By inventorying PHI, tightening transport, updating documentation, hardening systems, notifying patients responsibly, aligning BAAs, and auditing after go-live, you can open your new office smoothly while protecting privacy and security.

FAQs.

How do you ensure PHI security during an office move?

Create a detailed inventory, move only what’s necessary, encrypt all devices and media, and enforce a documented chain-of-custody with sealed containers and signed handoffs. Use authorized staff or vetted vendors, escort throughout transit, and log receipt at the new site with immediate reconciliation.

What documentation needs updating after relocating?

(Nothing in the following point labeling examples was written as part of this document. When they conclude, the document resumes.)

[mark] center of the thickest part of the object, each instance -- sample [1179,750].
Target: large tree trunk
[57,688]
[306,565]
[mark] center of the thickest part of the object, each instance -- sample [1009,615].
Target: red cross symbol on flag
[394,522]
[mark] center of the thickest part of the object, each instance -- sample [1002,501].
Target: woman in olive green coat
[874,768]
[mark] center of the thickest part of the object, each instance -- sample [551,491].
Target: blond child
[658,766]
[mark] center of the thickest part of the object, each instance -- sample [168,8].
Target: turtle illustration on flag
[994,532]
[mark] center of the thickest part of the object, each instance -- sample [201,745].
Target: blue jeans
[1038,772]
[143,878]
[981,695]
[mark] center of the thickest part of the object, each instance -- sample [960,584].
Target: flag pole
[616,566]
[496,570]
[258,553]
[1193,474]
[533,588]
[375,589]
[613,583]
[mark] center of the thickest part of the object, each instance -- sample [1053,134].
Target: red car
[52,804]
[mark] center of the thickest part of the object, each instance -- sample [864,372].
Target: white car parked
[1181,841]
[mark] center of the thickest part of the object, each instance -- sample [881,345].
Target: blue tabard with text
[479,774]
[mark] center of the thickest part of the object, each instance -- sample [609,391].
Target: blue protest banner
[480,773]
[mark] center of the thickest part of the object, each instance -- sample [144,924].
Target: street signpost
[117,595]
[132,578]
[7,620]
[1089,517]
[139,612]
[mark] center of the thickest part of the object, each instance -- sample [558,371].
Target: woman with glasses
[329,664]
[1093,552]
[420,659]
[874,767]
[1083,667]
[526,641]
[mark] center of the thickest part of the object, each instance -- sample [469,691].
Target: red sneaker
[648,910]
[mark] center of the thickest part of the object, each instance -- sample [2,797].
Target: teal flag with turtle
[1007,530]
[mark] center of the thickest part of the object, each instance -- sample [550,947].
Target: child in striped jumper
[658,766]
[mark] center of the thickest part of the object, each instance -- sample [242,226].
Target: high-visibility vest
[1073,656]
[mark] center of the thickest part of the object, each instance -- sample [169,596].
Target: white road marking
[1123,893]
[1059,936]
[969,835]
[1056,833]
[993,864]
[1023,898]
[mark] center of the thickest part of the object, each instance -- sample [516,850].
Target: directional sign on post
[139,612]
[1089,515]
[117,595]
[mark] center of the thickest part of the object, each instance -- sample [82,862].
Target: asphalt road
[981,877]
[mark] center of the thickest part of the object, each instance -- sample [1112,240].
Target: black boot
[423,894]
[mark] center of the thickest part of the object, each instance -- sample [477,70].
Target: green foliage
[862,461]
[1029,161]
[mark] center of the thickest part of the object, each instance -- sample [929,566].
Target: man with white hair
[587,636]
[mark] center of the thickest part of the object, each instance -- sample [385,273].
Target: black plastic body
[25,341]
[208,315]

Revise policies and procedures for the new address and operations, update your Notice of Privacy Practices if contact details change, refresh the security risk analysis and risk management plan, and align the incident response process and breach notification procedures. Update floor plans, device inventories, and training records.

When should patients be notified of the new office location?

Notify patients as early as practical—well before appointments occur at the new site—and repeat via multiple channels (mail, portal, reminders, signage, phone system). Keep messages free of PHI or send via secure methods, and ensure the updated notice and contact information are available at the new location.

How are Business Associate Agreements affected by a move?

Most BAAs need contact/address updates and confirmation that services and safeguards extend to the new site. Amend agreements when scope or data flows change, and verify requirements for subcontractors, security incident reporting, and custody terms for on-site services like shredding or courier pickups.